Jesús Alfonso Silva Iñiguez
Don Jacinto era un hombre de pueblo,
de esos que saben que es trabajar de sol a sol, sin emitir queja alguna. Era de
esos hombres con temple de los que afrontan los problemas cabalmente, sin
rodeos y sin medias tintas. Y como era de esperarse un día surgió un problema,
aunque, no tan grave como su temple lo ameritaba pero, al fin y al cabo, un
problema. Estaba don Jacinto cenando en su casa, cuando lo llamaron para ir a
resolver un problema de una vaca muerta a media carretera. El señor tomo su
sombrero y un gabán disponiéndose a partir. Se fue caminando y comenzó a pensar
en que la carne de la vaca se podría
aprovechar, pero por el momento, lo importante era mover la vaca del
camino. Tras caminar un largo rato llega a la carretera. La
dichosa vaca era a penas un becerro y sin muchos trabajos lo jaló dejándolo a
un lado de la carretera.
Una vez terminada su labor
espero por un aventón. No tardo mucho en ser recogido en la carretera y su
sorpresa al subir a la camioneta fue que había un ataúd que no estaba
terminado, le faltaba la laca y los adornos; pero le dio un poco de estupor la
situación. Al poco tiempo de ir en la camioneta sintió mucho frío y pensó en
meterse a la caja a medio construir para soportar el viaje. Se sintió tan
cómodo que se quedo profundamente dormido.
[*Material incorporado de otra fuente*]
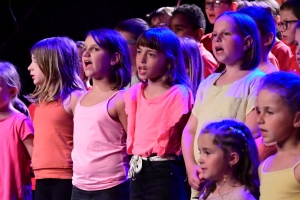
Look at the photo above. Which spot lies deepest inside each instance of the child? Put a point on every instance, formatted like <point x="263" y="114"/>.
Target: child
<point x="100" y="161"/>
<point x="193" y="62"/>
<point x="230" y="94"/>
<point x="157" y="111"/>
<point x="289" y="15"/>
<point x="130" y="30"/>
<point x="82" y="75"/>
<point x="278" y="110"/>
<point x="16" y="139"/>
<point x="54" y="70"/>
<point x="297" y="42"/>
<point x="267" y="32"/>
<point x="188" y="21"/>
<point x="229" y="161"/>
<point x="214" y="8"/>
<point x="160" y="17"/>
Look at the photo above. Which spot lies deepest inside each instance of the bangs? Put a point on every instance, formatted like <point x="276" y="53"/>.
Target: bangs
<point x="151" y="40"/>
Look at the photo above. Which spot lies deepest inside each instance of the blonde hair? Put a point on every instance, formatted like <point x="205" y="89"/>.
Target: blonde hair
<point x="10" y="76"/>
<point x="58" y="60"/>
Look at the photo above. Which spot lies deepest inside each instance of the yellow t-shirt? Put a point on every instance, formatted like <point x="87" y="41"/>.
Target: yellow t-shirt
<point x="214" y="103"/>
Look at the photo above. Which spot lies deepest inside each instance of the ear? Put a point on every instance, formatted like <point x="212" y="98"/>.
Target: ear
<point x="199" y="34"/>
<point x="115" y="58"/>
<point x="14" y="91"/>
<point x="277" y="19"/>
<point x="234" y="6"/>
<point x="247" y="42"/>
<point x="268" y="39"/>
<point x="297" y="120"/>
<point x="233" y="158"/>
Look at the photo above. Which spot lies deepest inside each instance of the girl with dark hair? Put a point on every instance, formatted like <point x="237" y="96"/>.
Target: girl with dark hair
<point x="229" y="161"/>
<point x="231" y="93"/>
<point x="157" y="110"/>
<point x="99" y="155"/>
<point x="278" y="110"/>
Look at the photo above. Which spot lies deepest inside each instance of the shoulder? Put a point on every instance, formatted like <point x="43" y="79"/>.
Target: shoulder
<point x="241" y="193"/>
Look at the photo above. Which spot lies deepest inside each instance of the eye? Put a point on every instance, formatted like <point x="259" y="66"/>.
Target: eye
<point x="151" y="54"/>
<point x="226" y="33"/>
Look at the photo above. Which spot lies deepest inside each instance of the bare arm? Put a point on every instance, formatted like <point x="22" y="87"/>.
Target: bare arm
<point x="187" y="144"/>
<point x="28" y="143"/>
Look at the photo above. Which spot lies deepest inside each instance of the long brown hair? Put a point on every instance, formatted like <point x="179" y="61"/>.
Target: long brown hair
<point x="58" y="60"/>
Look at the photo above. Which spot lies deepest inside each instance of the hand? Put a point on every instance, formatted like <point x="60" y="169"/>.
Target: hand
<point x="195" y="177"/>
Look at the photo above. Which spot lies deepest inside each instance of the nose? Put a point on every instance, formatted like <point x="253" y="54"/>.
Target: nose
<point x="85" y="53"/>
<point x="141" y="57"/>
<point x="29" y="68"/>
<point x="260" y="118"/>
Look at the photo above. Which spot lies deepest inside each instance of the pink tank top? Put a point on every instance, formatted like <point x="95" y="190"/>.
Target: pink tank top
<point x="99" y="156"/>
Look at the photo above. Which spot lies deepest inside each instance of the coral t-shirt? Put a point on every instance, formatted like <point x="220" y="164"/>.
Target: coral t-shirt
<point x="283" y="53"/>
<point x="14" y="158"/>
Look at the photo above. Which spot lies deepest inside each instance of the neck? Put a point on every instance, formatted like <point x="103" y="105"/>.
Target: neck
<point x="227" y="185"/>
<point x="133" y="70"/>
<point x="102" y="85"/>
<point x="264" y="57"/>
<point x="290" y="144"/>
<point x="7" y="110"/>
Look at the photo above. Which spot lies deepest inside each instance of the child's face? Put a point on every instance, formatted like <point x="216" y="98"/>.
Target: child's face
<point x="35" y="72"/>
<point x="5" y="94"/>
<point x="297" y="43"/>
<point x="131" y="43"/>
<point x="214" y="8"/>
<point x="161" y="20"/>
<point x="227" y="43"/>
<point x="81" y="71"/>
<point x="180" y="26"/>
<point x="96" y="60"/>
<point x="150" y="63"/>
<point x="274" y="119"/>
<point x="212" y="158"/>
<point x="288" y="31"/>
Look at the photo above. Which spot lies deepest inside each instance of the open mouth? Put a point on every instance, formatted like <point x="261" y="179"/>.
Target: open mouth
<point x="142" y="70"/>
<point x="87" y="63"/>
<point x="219" y="49"/>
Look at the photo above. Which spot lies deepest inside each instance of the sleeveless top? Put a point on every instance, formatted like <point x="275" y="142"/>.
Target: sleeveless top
<point x="280" y="184"/>
<point x="53" y="141"/>
<point x="99" y="154"/>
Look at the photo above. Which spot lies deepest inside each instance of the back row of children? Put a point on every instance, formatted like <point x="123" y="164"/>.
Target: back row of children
<point x="84" y="139"/>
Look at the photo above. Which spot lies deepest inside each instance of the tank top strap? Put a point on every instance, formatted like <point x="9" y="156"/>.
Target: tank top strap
<point x="264" y="164"/>
<point x="112" y="96"/>
<point x="296" y="164"/>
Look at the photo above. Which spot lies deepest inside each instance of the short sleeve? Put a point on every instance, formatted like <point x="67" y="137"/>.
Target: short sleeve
<point x="254" y="85"/>
<point x="26" y="128"/>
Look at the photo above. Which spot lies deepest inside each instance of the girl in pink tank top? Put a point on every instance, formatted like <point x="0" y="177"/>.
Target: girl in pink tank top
<point x="278" y="110"/>
<point x="16" y="142"/>
<point x="158" y="109"/>
<point x="54" y="70"/>
<point x="99" y="156"/>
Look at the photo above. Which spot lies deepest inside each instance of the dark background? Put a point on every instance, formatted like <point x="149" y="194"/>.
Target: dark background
<point x="25" y="22"/>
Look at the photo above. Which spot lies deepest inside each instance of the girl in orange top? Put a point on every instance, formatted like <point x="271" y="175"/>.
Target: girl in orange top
<point x="157" y="109"/>
<point x="54" y="70"/>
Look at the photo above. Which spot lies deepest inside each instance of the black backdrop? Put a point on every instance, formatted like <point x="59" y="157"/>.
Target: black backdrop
<point x="39" y="19"/>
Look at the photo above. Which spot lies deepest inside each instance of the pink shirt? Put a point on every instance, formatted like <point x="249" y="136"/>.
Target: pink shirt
<point x="14" y="158"/>
<point x="99" y="156"/>
<point x="152" y="127"/>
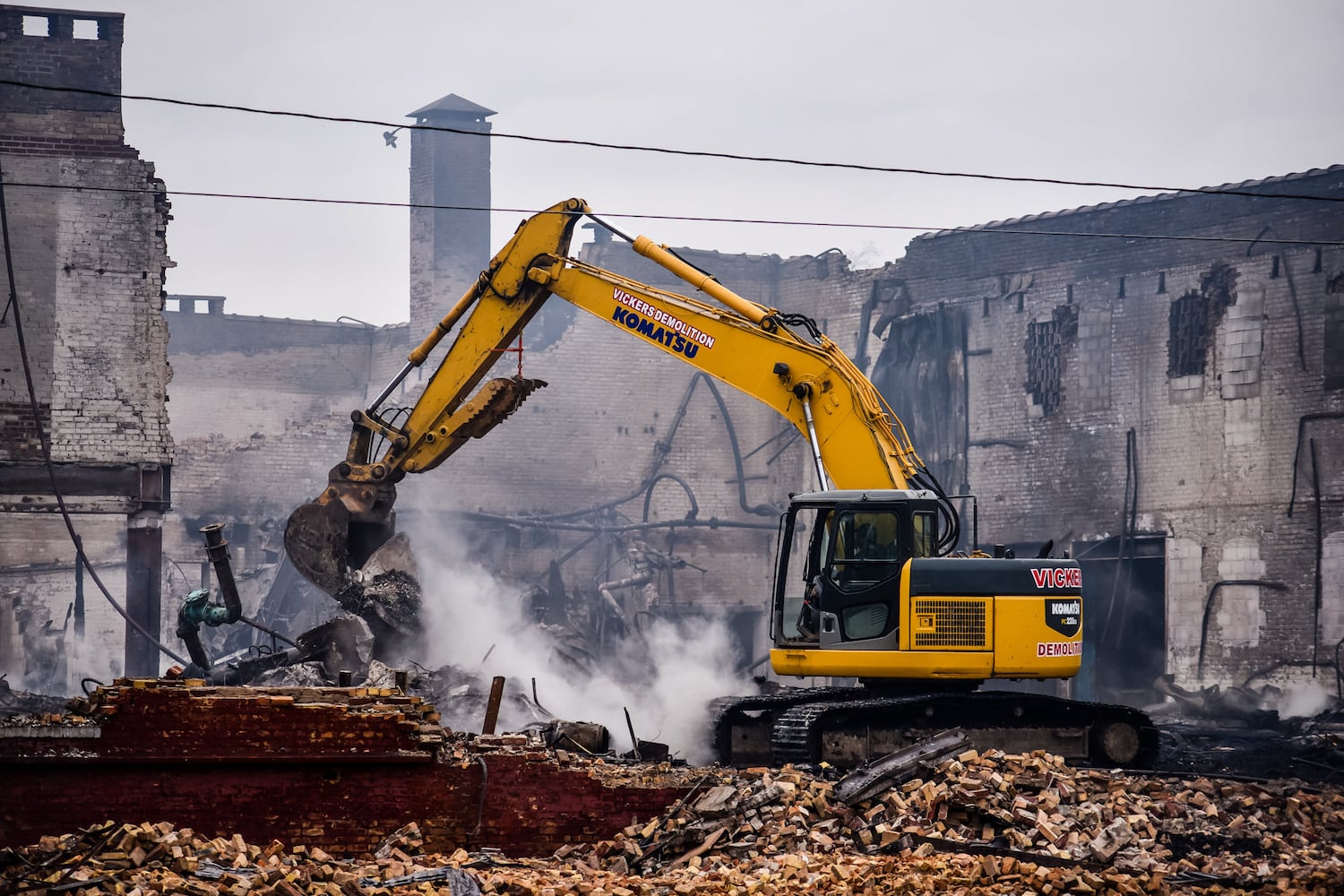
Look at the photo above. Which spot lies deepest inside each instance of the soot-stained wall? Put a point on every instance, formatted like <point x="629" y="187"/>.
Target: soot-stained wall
<point x="1202" y="373"/>
<point x="88" y="225"/>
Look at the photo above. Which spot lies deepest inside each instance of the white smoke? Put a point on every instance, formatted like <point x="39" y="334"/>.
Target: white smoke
<point x="1301" y="702"/>
<point x="475" y="621"/>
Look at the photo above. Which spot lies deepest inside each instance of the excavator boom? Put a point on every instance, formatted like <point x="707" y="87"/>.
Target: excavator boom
<point x="781" y="360"/>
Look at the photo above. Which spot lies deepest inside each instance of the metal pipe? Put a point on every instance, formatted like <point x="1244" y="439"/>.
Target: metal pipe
<point x="1297" y="452"/>
<point x="1320" y="548"/>
<point x="217" y="549"/>
<point x="801" y="392"/>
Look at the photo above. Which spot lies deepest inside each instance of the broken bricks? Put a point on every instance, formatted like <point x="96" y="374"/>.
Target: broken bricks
<point x="975" y="823"/>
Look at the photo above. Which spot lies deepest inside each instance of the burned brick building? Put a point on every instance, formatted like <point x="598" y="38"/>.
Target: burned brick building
<point x="86" y="225"/>
<point x="1156" y="386"/>
<point x="1116" y="381"/>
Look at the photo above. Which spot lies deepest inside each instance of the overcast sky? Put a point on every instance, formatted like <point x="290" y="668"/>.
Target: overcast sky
<point x="1172" y="93"/>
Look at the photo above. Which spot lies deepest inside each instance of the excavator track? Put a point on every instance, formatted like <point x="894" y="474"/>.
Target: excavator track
<point x="844" y="728"/>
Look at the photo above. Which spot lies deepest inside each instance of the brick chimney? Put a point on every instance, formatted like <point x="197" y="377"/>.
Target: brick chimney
<point x="449" y="246"/>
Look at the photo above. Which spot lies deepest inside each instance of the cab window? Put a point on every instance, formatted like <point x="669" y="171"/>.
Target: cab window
<point x="925" y="533"/>
<point x="865" y="548"/>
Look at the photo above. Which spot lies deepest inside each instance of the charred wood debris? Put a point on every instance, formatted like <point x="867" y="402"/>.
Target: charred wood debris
<point x="943" y="818"/>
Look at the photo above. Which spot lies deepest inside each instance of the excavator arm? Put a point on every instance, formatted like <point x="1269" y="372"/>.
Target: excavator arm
<point x="779" y="359"/>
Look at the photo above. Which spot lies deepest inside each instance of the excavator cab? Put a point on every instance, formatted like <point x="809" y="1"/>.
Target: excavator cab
<point x="840" y="560"/>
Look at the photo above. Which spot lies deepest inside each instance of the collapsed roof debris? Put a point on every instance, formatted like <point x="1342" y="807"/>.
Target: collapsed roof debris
<point x="973" y="823"/>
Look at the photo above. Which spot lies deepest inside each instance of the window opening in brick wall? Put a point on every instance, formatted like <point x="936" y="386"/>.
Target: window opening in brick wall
<point x="1187" y="343"/>
<point x="1043" y="366"/>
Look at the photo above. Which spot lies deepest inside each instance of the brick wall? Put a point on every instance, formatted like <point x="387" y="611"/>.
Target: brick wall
<point x="88" y="225"/>
<point x="1215" y="450"/>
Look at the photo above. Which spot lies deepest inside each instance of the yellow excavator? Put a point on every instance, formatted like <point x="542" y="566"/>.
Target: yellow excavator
<point x="867" y="583"/>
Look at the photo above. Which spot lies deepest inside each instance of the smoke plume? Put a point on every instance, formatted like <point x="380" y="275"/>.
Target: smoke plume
<point x="475" y="621"/>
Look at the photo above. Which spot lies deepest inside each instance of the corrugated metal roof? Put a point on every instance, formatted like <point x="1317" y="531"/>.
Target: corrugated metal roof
<point x="1139" y="201"/>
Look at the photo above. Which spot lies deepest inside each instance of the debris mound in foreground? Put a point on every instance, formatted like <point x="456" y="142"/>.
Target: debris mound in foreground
<point x="976" y="823"/>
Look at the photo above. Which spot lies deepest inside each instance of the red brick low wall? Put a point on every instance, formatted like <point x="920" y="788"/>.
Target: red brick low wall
<point x="316" y="772"/>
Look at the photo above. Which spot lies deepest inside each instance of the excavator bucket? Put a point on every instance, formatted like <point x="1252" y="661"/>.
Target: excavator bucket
<point x="317" y="543"/>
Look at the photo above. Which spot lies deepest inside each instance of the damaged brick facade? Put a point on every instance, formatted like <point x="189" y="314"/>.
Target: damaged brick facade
<point x="1218" y="358"/>
<point x="88" y="220"/>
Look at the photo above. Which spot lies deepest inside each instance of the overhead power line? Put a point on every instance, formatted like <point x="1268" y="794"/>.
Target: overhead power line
<point x="690" y="218"/>
<point x="667" y="151"/>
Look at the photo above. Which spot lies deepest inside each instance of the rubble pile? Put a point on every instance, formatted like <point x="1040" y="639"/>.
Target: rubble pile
<point x="975" y="823"/>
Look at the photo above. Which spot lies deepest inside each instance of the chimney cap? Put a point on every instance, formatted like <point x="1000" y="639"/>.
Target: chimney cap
<point x="451" y="107"/>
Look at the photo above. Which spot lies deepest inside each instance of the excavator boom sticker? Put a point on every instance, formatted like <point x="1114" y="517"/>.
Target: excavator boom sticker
<point x="1056" y="576"/>
<point x="1064" y="616"/>
<point x="658" y="325"/>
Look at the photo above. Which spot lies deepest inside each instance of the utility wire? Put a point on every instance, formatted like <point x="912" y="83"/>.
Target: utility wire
<point x="666" y="151"/>
<point x="1003" y="230"/>
<point x="46" y="444"/>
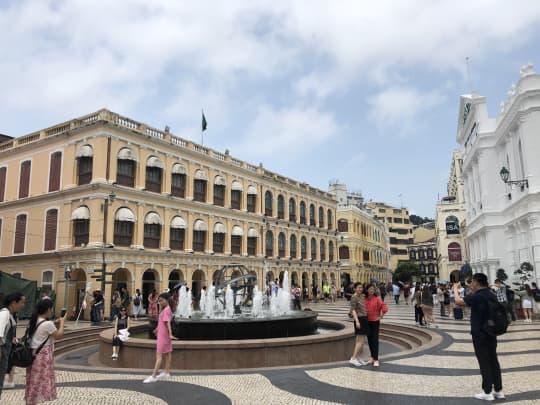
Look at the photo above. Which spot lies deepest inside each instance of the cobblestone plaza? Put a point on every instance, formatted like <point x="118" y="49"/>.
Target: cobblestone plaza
<point x="444" y="371"/>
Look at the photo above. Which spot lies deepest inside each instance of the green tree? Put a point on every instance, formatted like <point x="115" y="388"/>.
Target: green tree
<point x="524" y="275"/>
<point x="405" y="271"/>
<point x="501" y="275"/>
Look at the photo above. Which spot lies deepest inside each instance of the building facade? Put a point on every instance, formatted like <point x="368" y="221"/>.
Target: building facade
<point x="424" y="255"/>
<point x="364" y="253"/>
<point x="503" y="206"/>
<point x="450" y="220"/>
<point x="103" y="201"/>
<point x="400" y="230"/>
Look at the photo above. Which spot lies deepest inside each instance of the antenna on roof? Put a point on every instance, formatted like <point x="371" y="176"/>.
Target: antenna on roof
<point x="469" y="81"/>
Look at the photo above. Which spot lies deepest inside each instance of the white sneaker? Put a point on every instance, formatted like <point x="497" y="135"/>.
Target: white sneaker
<point x="355" y="362"/>
<point x="484" y="397"/>
<point x="498" y="394"/>
<point x="149" y="380"/>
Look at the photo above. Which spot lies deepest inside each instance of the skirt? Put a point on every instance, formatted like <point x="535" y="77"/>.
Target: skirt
<point x="526" y="303"/>
<point x="40" y="381"/>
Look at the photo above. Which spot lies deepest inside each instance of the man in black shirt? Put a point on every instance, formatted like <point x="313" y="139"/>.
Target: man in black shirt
<point x="485" y="346"/>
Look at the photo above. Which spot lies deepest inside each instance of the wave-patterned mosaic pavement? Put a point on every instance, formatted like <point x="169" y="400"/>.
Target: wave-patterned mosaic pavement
<point x="446" y="373"/>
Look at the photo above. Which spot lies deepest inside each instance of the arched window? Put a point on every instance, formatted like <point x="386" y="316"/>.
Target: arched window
<point x="236" y="195"/>
<point x="303" y="219"/>
<point x="251" y="199"/>
<point x="84" y="156"/>
<point x="281" y="244"/>
<point x="20" y="233"/>
<point x="177" y="233"/>
<point x="126" y="164"/>
<point x="454" y="252"/>
<point x="24" y="179"/>
<point x="344" y="253"/>
<point x="178" y="181"/>
<point x="252" y="241"/>
<point x="343" y="225"/>
<point x="292" y="210"/>
<point x="329" y="219"/>
<point x="281" y="207"/>
<point x="292" y="247"/>
<point x="452" y="225"/>
<point x="81" y="225"/>
<point x="303" y="247"/>
<point x="269" y="244"/>
<point x="199" y="235"/>
<point x="268" y="204"/>
<point x="219" y="191"/>
<point x="313" y="248"/>
<point x="200" y="181"/>
<point x="154" y="174"/>
<point x="51" y="225"/>
<point x="47" y="282"/>
<point x="123" y="227"/>
<point x="152" y="230"/>
<point x="219" y="237"/>
<point x="236" y="240"/>
<point x="55" y="171"/>
<point x="312" y="215"/>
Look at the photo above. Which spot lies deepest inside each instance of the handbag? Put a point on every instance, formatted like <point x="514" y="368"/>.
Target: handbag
<point x="22" y="354"/>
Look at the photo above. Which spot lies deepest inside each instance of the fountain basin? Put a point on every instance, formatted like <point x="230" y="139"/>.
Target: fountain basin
<point x="237" y="354"/>
<point x="296" y="324"/>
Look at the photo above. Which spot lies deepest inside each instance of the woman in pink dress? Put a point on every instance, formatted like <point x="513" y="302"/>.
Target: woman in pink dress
<point x="164" y="335"/>
<point x="152" y="304"/>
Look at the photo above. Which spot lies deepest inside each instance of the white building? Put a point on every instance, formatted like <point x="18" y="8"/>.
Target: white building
<point x="503" y="226"/>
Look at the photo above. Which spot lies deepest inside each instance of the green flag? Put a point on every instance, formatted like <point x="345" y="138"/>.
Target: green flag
<point x="203" y="122"/>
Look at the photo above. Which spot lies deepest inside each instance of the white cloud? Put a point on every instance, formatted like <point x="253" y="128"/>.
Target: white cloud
<point x="285" y="134"/>
<point x="399" y="109"/>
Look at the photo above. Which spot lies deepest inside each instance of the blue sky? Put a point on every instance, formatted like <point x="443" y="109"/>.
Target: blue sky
<point x="366" y="93"/>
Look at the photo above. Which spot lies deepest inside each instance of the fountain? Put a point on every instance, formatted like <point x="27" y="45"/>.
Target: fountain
<point x="233" y="308"/>
<point x="237" y="326"/>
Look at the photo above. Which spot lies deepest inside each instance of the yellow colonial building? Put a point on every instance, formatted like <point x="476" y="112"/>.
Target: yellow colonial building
<point x="112" y="202"/>
<point x="364" y="253"/>
<point x="400" y="230"/>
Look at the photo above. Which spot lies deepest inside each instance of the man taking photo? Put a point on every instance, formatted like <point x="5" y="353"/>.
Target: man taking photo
<point x="485" y="346"/>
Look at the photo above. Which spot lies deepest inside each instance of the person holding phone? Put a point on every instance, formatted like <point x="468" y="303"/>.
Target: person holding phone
<point x="165" y="337"/>
<point x="40" y="377"/>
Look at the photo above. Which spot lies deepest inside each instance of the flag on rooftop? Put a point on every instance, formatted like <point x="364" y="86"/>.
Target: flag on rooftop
<point x="204" y="124"/>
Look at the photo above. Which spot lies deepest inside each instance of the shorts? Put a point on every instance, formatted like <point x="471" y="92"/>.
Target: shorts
<point x="363" y="326"/>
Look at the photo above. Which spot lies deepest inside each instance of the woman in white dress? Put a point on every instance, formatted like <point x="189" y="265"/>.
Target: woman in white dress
<point x="526" y="303"/>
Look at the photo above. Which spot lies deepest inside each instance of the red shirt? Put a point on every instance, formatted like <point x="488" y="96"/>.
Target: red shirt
<point x="374" y="307"/>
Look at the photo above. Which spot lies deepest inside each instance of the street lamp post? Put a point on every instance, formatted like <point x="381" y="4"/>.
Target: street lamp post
<point x="67" y="278"/>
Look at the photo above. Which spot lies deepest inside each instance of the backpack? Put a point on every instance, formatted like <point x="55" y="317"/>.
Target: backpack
<point x="510" y="295"/>
<point x="21" y="353"/>
<point x="497" y="321"/>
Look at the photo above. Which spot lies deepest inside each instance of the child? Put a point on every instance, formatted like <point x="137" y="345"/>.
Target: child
<point x="164" y="335"/>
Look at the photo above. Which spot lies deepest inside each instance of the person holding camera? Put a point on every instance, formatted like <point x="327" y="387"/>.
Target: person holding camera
<point x="40" y="377"/>
<point x="13" y="303"/>
<point x="485" y="346"/>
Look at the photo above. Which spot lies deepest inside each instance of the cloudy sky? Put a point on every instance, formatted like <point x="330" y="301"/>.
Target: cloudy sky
<point x="315" y="90"/>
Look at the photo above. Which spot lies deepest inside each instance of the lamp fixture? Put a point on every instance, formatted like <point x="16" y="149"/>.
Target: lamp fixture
<point x="505" y="177"/>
Descasó por una media hora, lapso en
el que los buenos parroquianos que le
recogieron, repitieron la acción una y otra vez por lo cual la camioneta ya
contaba con varios pasajeros. Don Jacinto sintió que se pasaba de su destino y
se incorporó. Los viajeros saltaron asustados algunos brincaron a la carretera
cayendo como dobles de alguna película
de acción y todos al unísono gritando y persignándose veían al muerto
levantarse.
Ahora don Jacinto cuenta la
historia entre carcajadas a sus amigos y parientes, pero para los viajeros se llevaron un susto tan difícil de
sobrellevar que aún llevan marcas de su caída; cicatrices que les recordarán
que no deben de creerse de aparecidos ni de resucitados.